These enable the live monitoring of gene expression and protein localization in vivo, and in real time. The traditional approach of collecting “static” images of fixed or post mortem cells and tissues provides a snapshot view of events at a single fixed point in time. However, this inherently overlooks the dynamic aspects of the biology being examined. In contrast, live cell imaging enables the visualization of temporal changes in living specimens and can reveal novel aspects of the biology that may not otherwise have been appreciated. Additionally, the datasets generated from time-lapse imaging are information rich and can be interrogated quantitatively to enable measurement of cellular,
subcellular and tissue dynamic events as a function of time (reviewed in [37]). Although these approaches are leading to exciting discoveries find protocol that are advancing our understanding of biological systems, there are several limitations that need to be acknowledged.

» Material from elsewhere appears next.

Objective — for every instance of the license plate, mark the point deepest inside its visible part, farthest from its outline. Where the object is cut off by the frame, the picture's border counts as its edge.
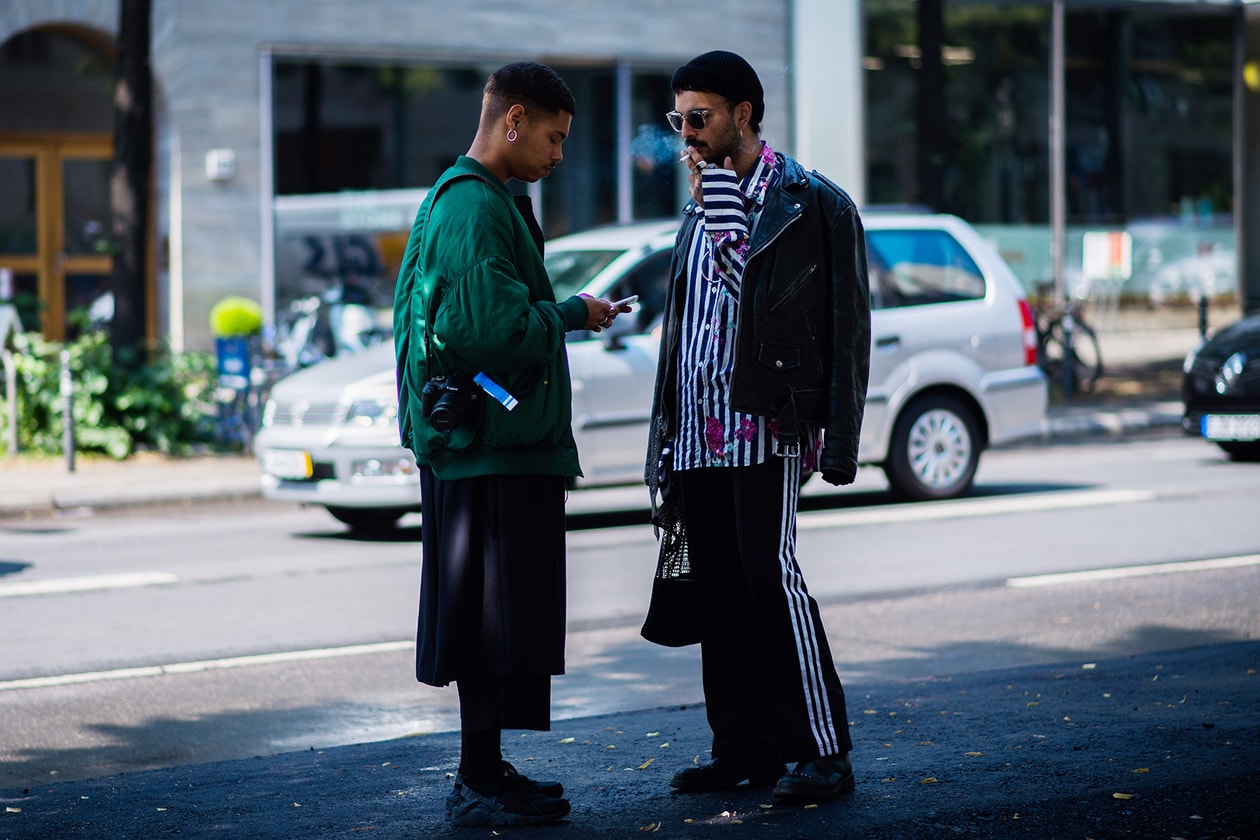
(286, 464)
(1231, 427)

Firstly, the use of any fluorescent probe has the potential to perturb or alter the biology being examined and this must always be taken into account when interpreting live imaging data. For example, fusion of GFP sequences, which are approximately 27 kDa in size, with the protein of interest may disrupt the normal function of the protein. Therefore, validation studies are needed
to make sure that the fusion protein still functions similarly to the wild type form. It is also advantageous to confirm findings with more than one type of imaging probe if possible. For example, a GFP fusion protein can be used for in Selleck AZD6244 vivo localization of a specific protein and key data can be confirmed using a fluorescence-conjugated antibody against the same protein. When developing live cell imaging protocols, there is always a compromise between obtaining a high enough signal-to-noise ratio to enable quantitative measurements and to obtain sufficient image resolution, while at the same time avoiding phototoxic effects to the cells (reviewed in [36] and [38]). Therefore, to ensure cell
viability, the researcher may have to accept a lower image quality and resolution than would be acceptable for equivalent images of fixed specimens. Light microscopy based live many cell imaging approaches that use widefield or confocal microscopy are also limited by issues such as signal attenuation with depth of penetration into the tissue, as mentioned earlier in this review. For a more extensive discussion of the advantages and limitations of live cell imaging methods in relation to imaging of bone cells, please refer to Dallas and Veno 2012 [36]. Technologies such as multiphoton fluorescence microscopy can increase the depth of tissue penetration for live cell imaging applications and reduce phototoxicity by using a longer wavelength light to excite the fluorophores.